Até o meio dia, o shopping, no domingo, parece uma cidade fantasma. 12h inicia o movimento mais forte. O Beto, cansado, dorme profundamente, o que deixa as pessoas muito curiosas. As crianças se aproximam e fazem perguntas aos pais. Querem saber porquê “o tio tá dormindo”. Uma mãe responde: “Por que ele viu muita televisão”. Uma senhora idosa tenta cutucar o Beto com uma bengala. A ação dormir dá veracidade, aproxima a obra da vida real. “São presidiários vip”, afirma um espectador. O público de domingo é ainda mais aberto a observar, refletir, parar diante da obra e simplesmente ver... Ouvir a canção. Há fila nos fones. “São artistas! Estão enjaulados como a gente está, em nossas casas!”
“Ele tá dormindo mesmo?” Dormir é a ação que mais chama a atenção.
Um dos seguranças veio nos pedir mais informações sobre a obra, para poder explicar às pessoas que perguntam.
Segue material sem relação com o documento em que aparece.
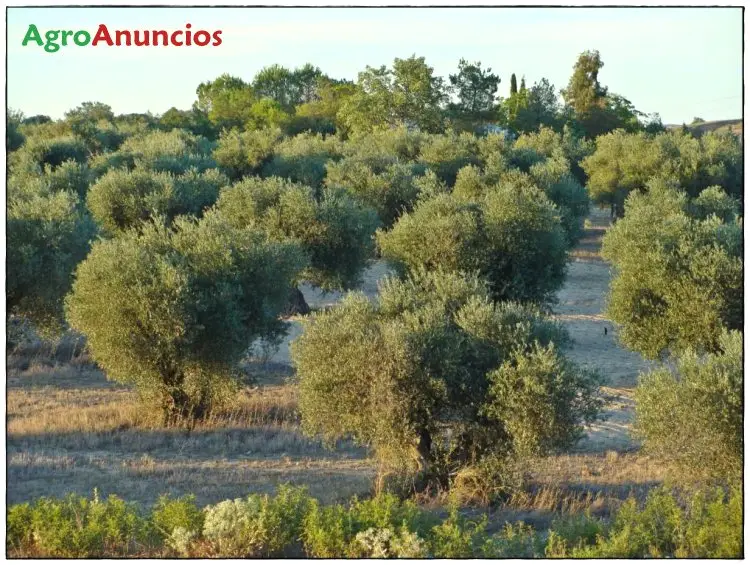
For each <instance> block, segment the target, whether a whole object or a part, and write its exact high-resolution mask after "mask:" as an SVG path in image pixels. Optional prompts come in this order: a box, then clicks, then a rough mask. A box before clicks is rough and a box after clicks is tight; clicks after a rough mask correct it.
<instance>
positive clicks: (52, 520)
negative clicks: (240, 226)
mask: <svg viewBox="0 0 750 565" xmlns="http://www.w3.org/2000/svg"><path fill="white" fill-rule="evenodd" d="M7 524H8V530H7V532H8V534H7V544H8V547H7V549H8V555H9V556H11V557H125V556H128V557H135V556H139V557H145V556H150V557H156V556H159V557H320V558H334V557H337V558H358V557H364V558H367V557H372V558H394V557H400V558H425V557H436V558H460V557H462V558H469V557H484V558H503V557H516V558H531V557H628V558H637V557H683V558H684V557H704V558H706V557H708V558H711V557H713V558H739V557H742V555H743V546H742V490H741V488H740V487H733V488H730V489H728V490H725V489H722V488H716V489H712V490H709V489H704V490H700V491H697V492H694V493H691V494H688V493H685V492H677V491H670V490H668V489H666V488H664V487H660V488H658V489H654V490H653V491H652V492H651V493H650V494H649V496H648V498H647V499H646V501H645V504H642V505H639V504H638V503H637V502H636V500H635V499H632V498H631V499H629V500H628V501H626V502H625V503H624V504H623V505H622V507H621V508H620V509H619V510H618V511H617V512H616V513H615V515H614V516H613V517H612V519H611V520H609V521H604V520H601V519H597V518H592V517H590V516H588V515H585V514H578V515H565V516H560V518H559V519H557V520H556V521H555V522H553V524H552V527H551V528H550V529H549V530H548V531H546V532H538V531H535V530H534V529H533V528H532V527H531V526H529V525H527V524H524V523H522V522H518V523H516V524H506V525H505V527H504V528H503V529H501V530H500V531H499V532H497V533H494V534H490V533H488V532H487V529H486V527H487V519H486V517H482V518H480V519H471V520H470V519H467V518H465V517H464V516H462V515H461V513H460V512H459V511H458V509H457V508H455V507H454V508H451V509H450V512H449V514H448V516H447V517H446V518H443V519H441V518H439V517H437V516H436V515H435V514H434V513H431V512H428V511H425V510H423V509H421V508H420V507H419V506H417V505H416V504H415V503H414V502H411V501H401V500H399V499H398V498H397V497H395V496H393V495H388V494H385V495H380V496H378V497H376V498H373V499H369V500H357V499H354V500H353V501H352V502H351V503H350V504H349V505H346V506H344V505H330V506H324V505H321V504H320V503H319V502H318V501H317V500H315V499H313V498H311V497H310V496H308V495H307V493H306V491H305V490H304V489H301V488H294V487H290V486H281V487H280V488H279V490H278V492H277V494H276V495H275V496H273V497H271V496H267V495H257V494H253V495H250V496H248V497H247V498H244V499H236V500H225V501H223V502H220V503H218V504H215V505H212V506H207V507H205V508H203V509H200V508H198V506H197V505H196V504H195V500H194V498H193V497H191V496H187V497H182V498H179V499H170V498H168V497H161V498H160V499H159V500H158V501H157V502H156V504H154V506H153V508H151V510H150V511H149V512H145V511H144V510H143V509H141V508H140V507H139V506H137V505H136V504H133V503H128V502H125V501H123V500H121V499H119V498H117V497H115V496H111V497H109V498H108V499H106V500H100V499H99V497H98V495H97V493H96V492H95V493H94V497H93V499H92V500H89V499H86V498H83V497H79V496H75V495H69V496H68V497H67V498H64V499H51V498H43V499H39V500H37V501H36V502H35V503H33V504H28V503H27V504H17V505H14V506H11V507H10V508H9V510H8V516H7Z"/></svg>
Depois de ouvir uma breve “explicação”, constatou: “Ah, era isso que eu tinha entendido mesmo!...”
As moças do café também perguntaram, “mas o quê quer dizer?” Devolvi a pergunta: “Vocês têm grades nas casas de vocês?” Ficaram pensando. E disseram, quase em coro, um “Ah!”, e uma expressão de quem acabou de descobrir um segredo.
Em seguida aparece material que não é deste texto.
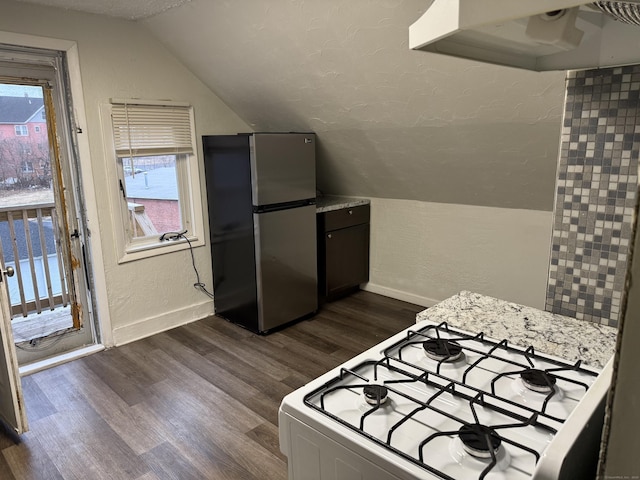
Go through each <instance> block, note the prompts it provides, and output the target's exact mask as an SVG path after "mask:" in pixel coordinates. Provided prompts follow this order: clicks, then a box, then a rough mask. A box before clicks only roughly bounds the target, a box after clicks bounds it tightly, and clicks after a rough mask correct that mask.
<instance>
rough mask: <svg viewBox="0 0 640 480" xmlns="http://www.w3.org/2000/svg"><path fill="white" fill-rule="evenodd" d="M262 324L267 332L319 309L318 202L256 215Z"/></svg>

Pessoas param em frente à instalação e discutem arte. A estética da obra. “Ah, essa cadeira está assim, por isso e isso... Ela está sentada ali, e ele deitado, para dar equilíbrio...”
“Ouve, ouve, que vale a pena!”
“Que espetáculo isso aqui!”
“Como eles têm paciência?!”
“Eu não entendi o que eles querem dizer!” Diz a senhora, irritada, e sai andando, falando coisas que não consegui escutar, mas não pareciam boas coisas... Bom depende do ponto de vista, neste caso, falar mal também é positivo. O que importa é tocar.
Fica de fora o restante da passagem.